Chris, seriously. Before you are digging the next hole, you should first acknowledge you realized you reached rock bottom on the previous one.
In other words, don't dodge this:
Hogwash -- yet again.
Correct (so far...but) WRONG. what other force??? When you have dug yourself into a hole the best advice is stop digging.
totally wrong. Yet again. however you have advanced one step - you have identified the system. note also that we are discussing accelerations NOT rate of descent. And IIRC ChrisMohr did not get velocity and acceleration confused.
Now please read this example from my earlier post - It allows you to consider the principles free of the WTC complications and emotive pre-commitments.
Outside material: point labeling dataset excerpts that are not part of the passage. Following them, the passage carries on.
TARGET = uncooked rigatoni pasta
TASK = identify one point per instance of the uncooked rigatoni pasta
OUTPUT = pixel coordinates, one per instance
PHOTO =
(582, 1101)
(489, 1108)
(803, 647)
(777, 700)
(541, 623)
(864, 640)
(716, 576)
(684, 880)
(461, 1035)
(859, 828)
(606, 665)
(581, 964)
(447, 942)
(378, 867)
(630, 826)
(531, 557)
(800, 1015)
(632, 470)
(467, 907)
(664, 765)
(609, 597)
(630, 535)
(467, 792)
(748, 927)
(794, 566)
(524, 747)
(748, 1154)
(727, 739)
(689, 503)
So the ball, the hand holding it and the arm it is attached to are "inside the system". You can throw the ball. (You can press on the outer walls) Both presuming that the state of your underwear and your nervous system will allow those actions. More to the point of this WTC discussion this example is an accurate analog of the explantion ChrisMohr gave in Video #18 when he corrected Chandler's error. Chandler is wrong on basic premises in most of his claims.
And your claim, C7, "everything within the system is falling at free fall acceleration and cannot cause any other part of the system to alter its rate of decent" is clearly wrong. ChrisMohr's explantions are correct (in the first order and suited to the intended lay person audience - and those disclaimers don't change the basic facts.)
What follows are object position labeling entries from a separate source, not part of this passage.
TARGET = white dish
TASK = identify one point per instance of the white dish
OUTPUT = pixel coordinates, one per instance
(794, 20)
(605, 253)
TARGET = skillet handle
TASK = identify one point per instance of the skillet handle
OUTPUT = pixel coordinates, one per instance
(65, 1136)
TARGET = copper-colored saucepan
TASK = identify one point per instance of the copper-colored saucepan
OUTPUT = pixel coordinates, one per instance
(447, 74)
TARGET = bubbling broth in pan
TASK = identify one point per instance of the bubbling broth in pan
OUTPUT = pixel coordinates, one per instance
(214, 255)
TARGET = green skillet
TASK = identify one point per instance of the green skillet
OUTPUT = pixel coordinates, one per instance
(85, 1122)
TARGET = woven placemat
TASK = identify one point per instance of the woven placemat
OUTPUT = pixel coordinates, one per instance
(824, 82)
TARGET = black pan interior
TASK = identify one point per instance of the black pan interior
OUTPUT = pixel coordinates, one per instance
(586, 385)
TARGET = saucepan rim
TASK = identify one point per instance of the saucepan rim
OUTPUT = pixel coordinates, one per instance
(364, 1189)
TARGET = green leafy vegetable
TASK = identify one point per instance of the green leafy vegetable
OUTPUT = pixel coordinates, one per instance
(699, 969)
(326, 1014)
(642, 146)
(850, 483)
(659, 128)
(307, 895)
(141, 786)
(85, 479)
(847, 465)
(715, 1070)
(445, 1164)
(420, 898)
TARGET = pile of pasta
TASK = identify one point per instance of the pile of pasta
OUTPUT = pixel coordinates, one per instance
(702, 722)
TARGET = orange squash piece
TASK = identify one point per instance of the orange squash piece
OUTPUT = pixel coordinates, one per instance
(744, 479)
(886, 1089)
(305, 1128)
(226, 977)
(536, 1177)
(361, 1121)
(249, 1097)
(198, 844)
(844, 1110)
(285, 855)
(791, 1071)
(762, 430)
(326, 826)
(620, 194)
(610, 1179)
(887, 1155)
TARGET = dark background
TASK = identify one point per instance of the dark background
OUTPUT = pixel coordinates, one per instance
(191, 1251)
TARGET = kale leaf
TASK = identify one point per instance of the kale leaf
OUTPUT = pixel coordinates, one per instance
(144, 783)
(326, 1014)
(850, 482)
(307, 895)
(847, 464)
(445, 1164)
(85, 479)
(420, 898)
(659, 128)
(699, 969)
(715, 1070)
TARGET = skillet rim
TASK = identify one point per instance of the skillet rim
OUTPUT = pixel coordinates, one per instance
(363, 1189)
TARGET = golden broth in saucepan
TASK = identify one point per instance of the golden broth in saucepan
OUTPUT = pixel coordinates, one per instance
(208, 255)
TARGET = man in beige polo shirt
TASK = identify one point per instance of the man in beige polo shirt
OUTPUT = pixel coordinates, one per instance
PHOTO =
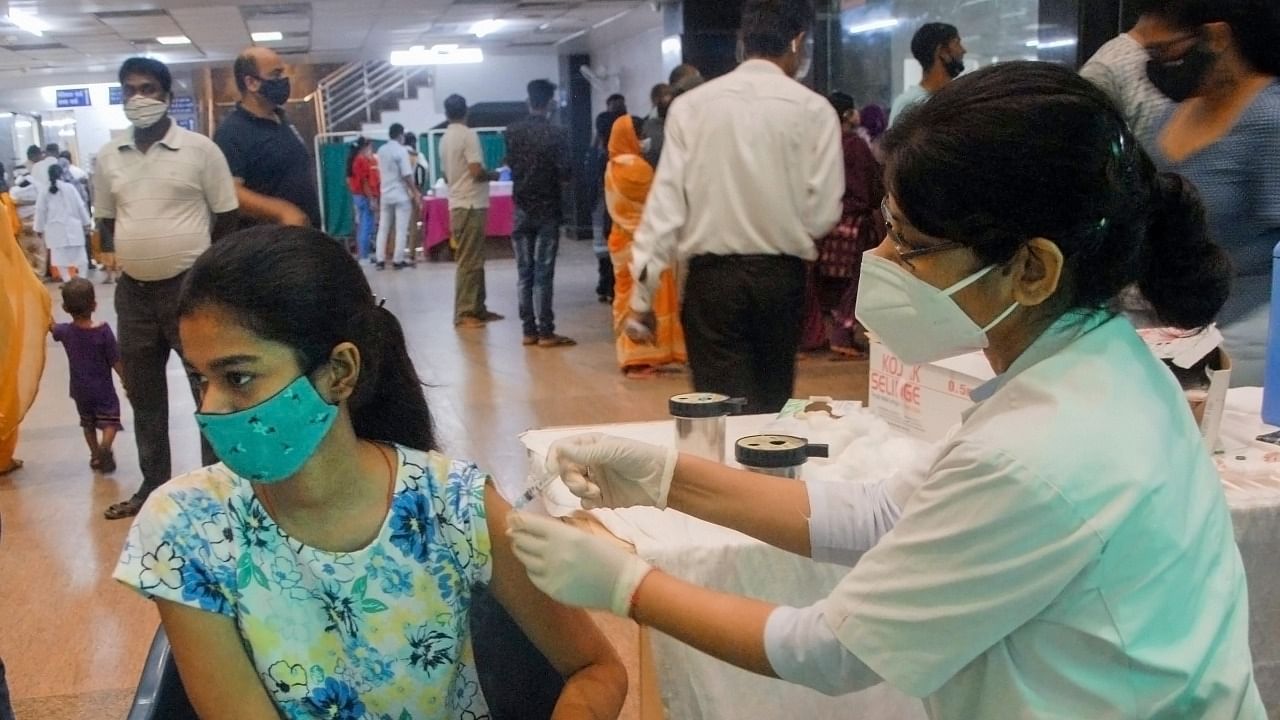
(160, 194)
(469, 213)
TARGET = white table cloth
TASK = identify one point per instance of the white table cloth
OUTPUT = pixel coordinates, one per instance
(695, 686)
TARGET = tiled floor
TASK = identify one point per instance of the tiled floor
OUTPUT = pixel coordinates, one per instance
(74, 642)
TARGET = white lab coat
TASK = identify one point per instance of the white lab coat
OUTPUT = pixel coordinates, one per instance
(1069, 555)
(63, 219)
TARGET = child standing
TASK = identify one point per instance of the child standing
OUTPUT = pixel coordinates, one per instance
(92, 354)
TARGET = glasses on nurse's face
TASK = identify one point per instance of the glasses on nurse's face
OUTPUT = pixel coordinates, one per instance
(905, 250)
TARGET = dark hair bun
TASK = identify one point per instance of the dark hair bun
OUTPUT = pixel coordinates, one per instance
(1188, 276)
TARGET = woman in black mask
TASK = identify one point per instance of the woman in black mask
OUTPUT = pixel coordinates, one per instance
(1224, 136)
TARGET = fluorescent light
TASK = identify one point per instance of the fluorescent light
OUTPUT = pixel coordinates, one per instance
(485, 27)
(437, 55)
(28, 22)
(1051, 44)
(873, 26)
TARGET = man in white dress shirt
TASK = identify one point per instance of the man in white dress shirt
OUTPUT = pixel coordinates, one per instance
(752, 172)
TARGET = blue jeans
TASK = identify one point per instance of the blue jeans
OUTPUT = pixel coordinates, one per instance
(536, 242)
(368, 224)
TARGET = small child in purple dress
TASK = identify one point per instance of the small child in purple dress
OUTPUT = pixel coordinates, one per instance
(91, 354)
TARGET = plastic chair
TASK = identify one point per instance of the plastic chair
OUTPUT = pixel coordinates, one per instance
(160, 695)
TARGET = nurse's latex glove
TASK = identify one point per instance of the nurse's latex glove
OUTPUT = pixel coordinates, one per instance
(612, 472)
(575, 568)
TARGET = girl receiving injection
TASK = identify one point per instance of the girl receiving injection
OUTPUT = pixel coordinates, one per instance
(325, 569)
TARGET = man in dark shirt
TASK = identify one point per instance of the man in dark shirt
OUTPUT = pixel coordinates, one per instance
(538, 156)
(274, 178)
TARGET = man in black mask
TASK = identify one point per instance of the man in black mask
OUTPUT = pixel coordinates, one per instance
(275, 181)
(941, 55)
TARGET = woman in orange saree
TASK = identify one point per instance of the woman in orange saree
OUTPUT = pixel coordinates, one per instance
(24, 318)
(626, 186)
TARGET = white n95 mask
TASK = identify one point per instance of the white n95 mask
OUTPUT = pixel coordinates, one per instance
(915, 320)
(145, 112)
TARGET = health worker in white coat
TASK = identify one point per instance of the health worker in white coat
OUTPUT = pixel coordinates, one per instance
(1069, 554)
(63, 220)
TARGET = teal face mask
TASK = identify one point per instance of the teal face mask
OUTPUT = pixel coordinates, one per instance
(270, 441)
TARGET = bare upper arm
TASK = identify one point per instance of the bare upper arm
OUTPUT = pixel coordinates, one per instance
(215, 669)
(566, 636)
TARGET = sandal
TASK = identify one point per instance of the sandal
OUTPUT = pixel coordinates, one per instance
(124, 509)
(556, 341)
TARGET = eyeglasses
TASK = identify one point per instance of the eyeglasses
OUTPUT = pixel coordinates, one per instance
(905, 251)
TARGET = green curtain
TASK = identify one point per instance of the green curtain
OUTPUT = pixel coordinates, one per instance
(338, 210)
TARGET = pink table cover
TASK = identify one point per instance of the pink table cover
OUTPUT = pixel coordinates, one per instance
(435, 226)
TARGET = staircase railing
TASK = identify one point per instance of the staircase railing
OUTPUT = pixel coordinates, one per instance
(353, 89)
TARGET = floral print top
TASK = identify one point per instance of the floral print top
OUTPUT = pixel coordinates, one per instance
(375, 634)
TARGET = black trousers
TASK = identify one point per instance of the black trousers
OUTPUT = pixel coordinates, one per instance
(147, 318)
(743, 319)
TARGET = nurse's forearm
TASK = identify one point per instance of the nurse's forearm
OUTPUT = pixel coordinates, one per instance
(722, 625)
(772, 510)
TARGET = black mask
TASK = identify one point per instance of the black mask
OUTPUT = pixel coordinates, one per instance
(954, 67)
(1179, 80)
(275, 90)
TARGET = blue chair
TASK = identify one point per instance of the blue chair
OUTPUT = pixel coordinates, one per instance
(160, 695)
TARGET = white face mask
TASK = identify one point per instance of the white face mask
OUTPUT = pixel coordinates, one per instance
(915, 320)
(145, 112)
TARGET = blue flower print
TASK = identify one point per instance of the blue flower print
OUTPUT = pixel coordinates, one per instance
(284, 573)
(339, 610)
(412, 528)
(161, 568)
(336, 701)
(206, 588)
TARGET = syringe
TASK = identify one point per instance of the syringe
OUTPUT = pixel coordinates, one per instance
(540, 478)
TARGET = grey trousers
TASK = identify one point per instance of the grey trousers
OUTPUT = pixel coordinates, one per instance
(467, 226)
(147, 317)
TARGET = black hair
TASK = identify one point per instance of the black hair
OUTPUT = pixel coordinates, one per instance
(149, 67)
(928, 39)
(1022, 150)
(245, 67)
(78, 297)
(455, 108)
(1255, 26)
(842, 103)
(769, 26)
(540, 92)
(361, 142)
(300, 287)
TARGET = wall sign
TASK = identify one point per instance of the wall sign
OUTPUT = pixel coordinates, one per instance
(73, 98)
Ozeco is right, and you are in fact totally wrong on just about everything, Chris.
You'd totally flunk physics 101. You'd not make it through high school without a big fat F on your grade report if you can't learn this bit of simple relativistic mechanics:
Consider a cube that's rotating as it is suspended in air (imagine you can shields it from gravity for the moment): You observe two point P and Q on it on opposite sides. Presently, P is on the side of the cube that noves down, while Q is on the other side moving up.
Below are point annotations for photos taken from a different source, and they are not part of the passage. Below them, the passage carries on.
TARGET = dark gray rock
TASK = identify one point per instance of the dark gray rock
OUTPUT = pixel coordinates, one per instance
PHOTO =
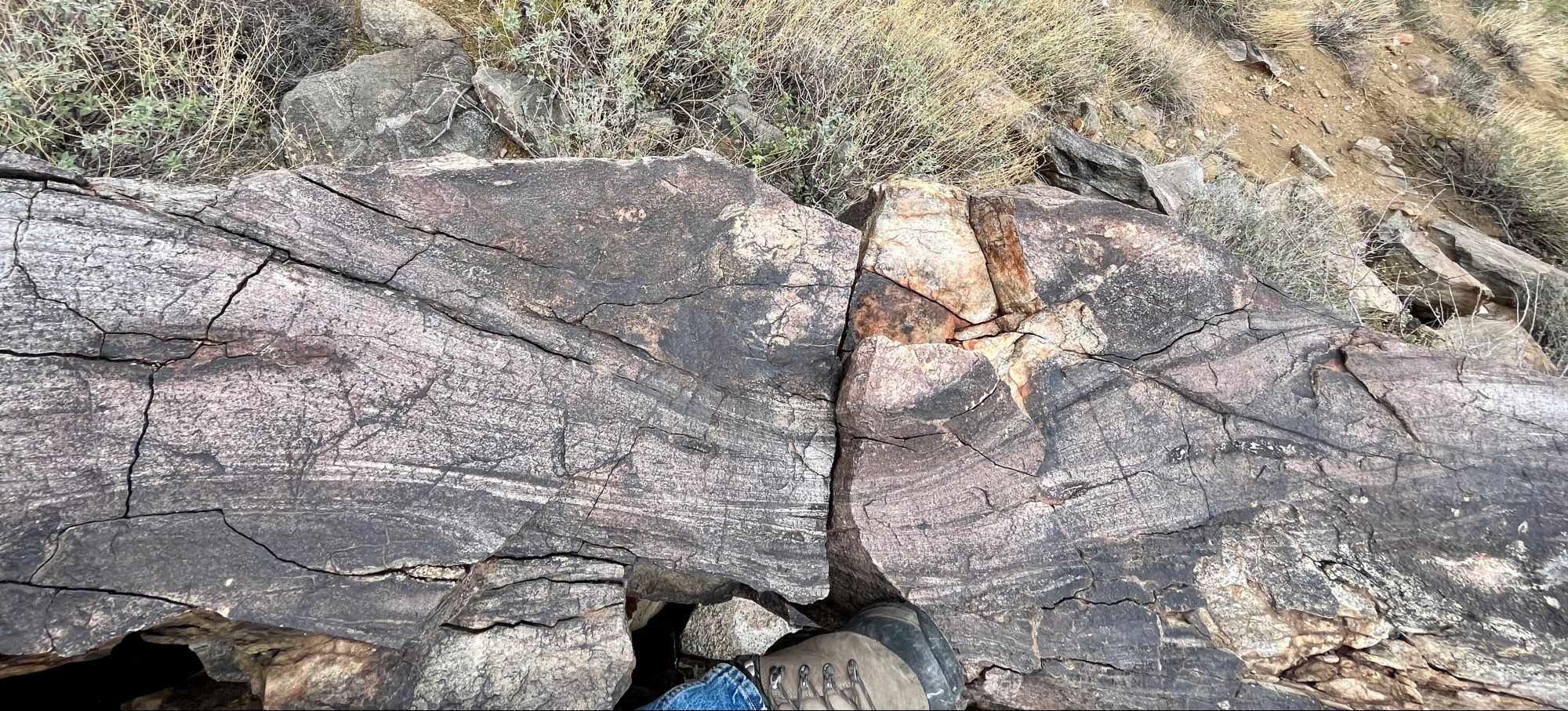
(524, 107)
(16, 165)
(1175, 488)
(437, 406)
(410, 436)
(1102, 171)
(399, 103)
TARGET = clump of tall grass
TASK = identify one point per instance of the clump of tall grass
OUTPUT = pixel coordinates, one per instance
(1528, 39)
(1348, 27)
(140, 88)
(1268, 22)
(1512, 163)
(1298, 238)
(857, 89)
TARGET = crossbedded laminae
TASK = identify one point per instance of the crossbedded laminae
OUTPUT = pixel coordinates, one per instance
(1161, 483)
(325, 400)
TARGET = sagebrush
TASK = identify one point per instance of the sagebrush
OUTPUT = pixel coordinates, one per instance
(857, 89)
(1294, 235)
(140, 88)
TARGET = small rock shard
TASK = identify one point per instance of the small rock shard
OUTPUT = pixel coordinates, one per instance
(733, 629)
(1310, 161)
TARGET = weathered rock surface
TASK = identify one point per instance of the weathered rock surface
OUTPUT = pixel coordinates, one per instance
(412, 434)
(1512, 274)
(1175, 488)
(402, 22)
(1102, 171)
(1310, 161)
(426, 412)
(401, 103)
(1418, 267)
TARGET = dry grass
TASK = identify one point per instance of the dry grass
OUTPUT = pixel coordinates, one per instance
(1345, 27)
(1348, 27)
(1301, 240)
(860, 89)
(1268, 22)
(1528, 39)
(1512, 163)
(156, 86)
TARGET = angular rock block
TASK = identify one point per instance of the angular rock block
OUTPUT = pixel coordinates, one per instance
(435, 406)
(408, 102)
(408, 436)
(1171, 486)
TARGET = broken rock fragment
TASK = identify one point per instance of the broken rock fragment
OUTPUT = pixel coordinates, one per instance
(412, 419)
(1172, 486)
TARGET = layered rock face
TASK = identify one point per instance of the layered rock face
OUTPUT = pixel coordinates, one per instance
(1158, 483)
(408, 436)
(434, 406)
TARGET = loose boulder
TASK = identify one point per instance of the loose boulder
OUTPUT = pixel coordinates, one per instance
(401, 103)
(1175, 488)
(1102, 171)
(1512, 274)
(733, 629)
(524, 107)
(402, 22)
(1415, 265)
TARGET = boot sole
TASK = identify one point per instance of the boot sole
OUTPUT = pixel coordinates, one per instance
(940, 657)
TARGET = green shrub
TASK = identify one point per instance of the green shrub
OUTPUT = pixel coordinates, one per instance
(1298, 238)
(156, 86)
(860, 89)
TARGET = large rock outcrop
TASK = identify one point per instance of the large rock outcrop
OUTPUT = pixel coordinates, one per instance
(1164, 484)
(408, 436)
(437, 404)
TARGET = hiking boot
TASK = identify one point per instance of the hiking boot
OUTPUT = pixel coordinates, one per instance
(890, 655)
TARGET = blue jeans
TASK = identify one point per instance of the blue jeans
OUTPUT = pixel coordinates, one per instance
(722, 688)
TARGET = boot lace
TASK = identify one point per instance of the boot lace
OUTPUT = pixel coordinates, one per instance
(855, 693)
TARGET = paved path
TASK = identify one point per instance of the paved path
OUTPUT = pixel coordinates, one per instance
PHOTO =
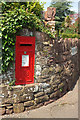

A second later, P has reached its lowest point and Q its highest. Another second later, P moves up, Q moves down, etc.
What's the
velocity of P relative to the direction of gravitry (vertical)? Well at first it had a positive value (positive velocity being defined as moving down), then dropped to zero, then, as it moved up, it had negative velocity.
During that half-turn, what was the acceleration? Since velocity decreased, acceleration was negative. During the next half-turn, acceleration is positive: Velocity reaches zero again coming from a negative value, and then increases to a positive value as P starts moving down again from its top position.
The opposite happens to Q: As velocity for P is positive, velocity of Q is negative, and vice versa. As acceleration of P is negative, acceleration of Q is positive, and vice versa.
Now switch on gravity and let the cube fall at freefall - with no outside forces acting on it.
Questions:
- What acceleration does he cube experience relative to the center of planet earth? (Answer: g)
- Is the cube's downward acceleration constant? (Answer: Yes)
- What acceleration does point P experience relative to the center of planet earth? (Answer: g + a, with a oscillating between a negative and a positive value)
- Is point P's acceleration constant? (Answer: no)
Now lets move away from that ideal cube, and look at a building. As it falls down, you observe a point X on its north wall near the roof, and measure its downward acceleration.
Question:
- If you observe that point X accelerates at a constant rate of approx. g for a short while, does that imply that the entire building falls at g? (Answer: No. There could be some rotation of the building, and other movements within the system)
- If you observe that point X moves at a variable acceleration, does that mean the building is also falling at a variable acceleration? (Answer: No. There could be some rotation of the building, and other movements within the system)
Chris7, do you understand any of that?
Serious question. If you don't understand why you totally flunked on the cannonballs and the rotating objects, then you prove to the world that you are totally unqualified to debate the dynamics of collapse and stay out of this debate!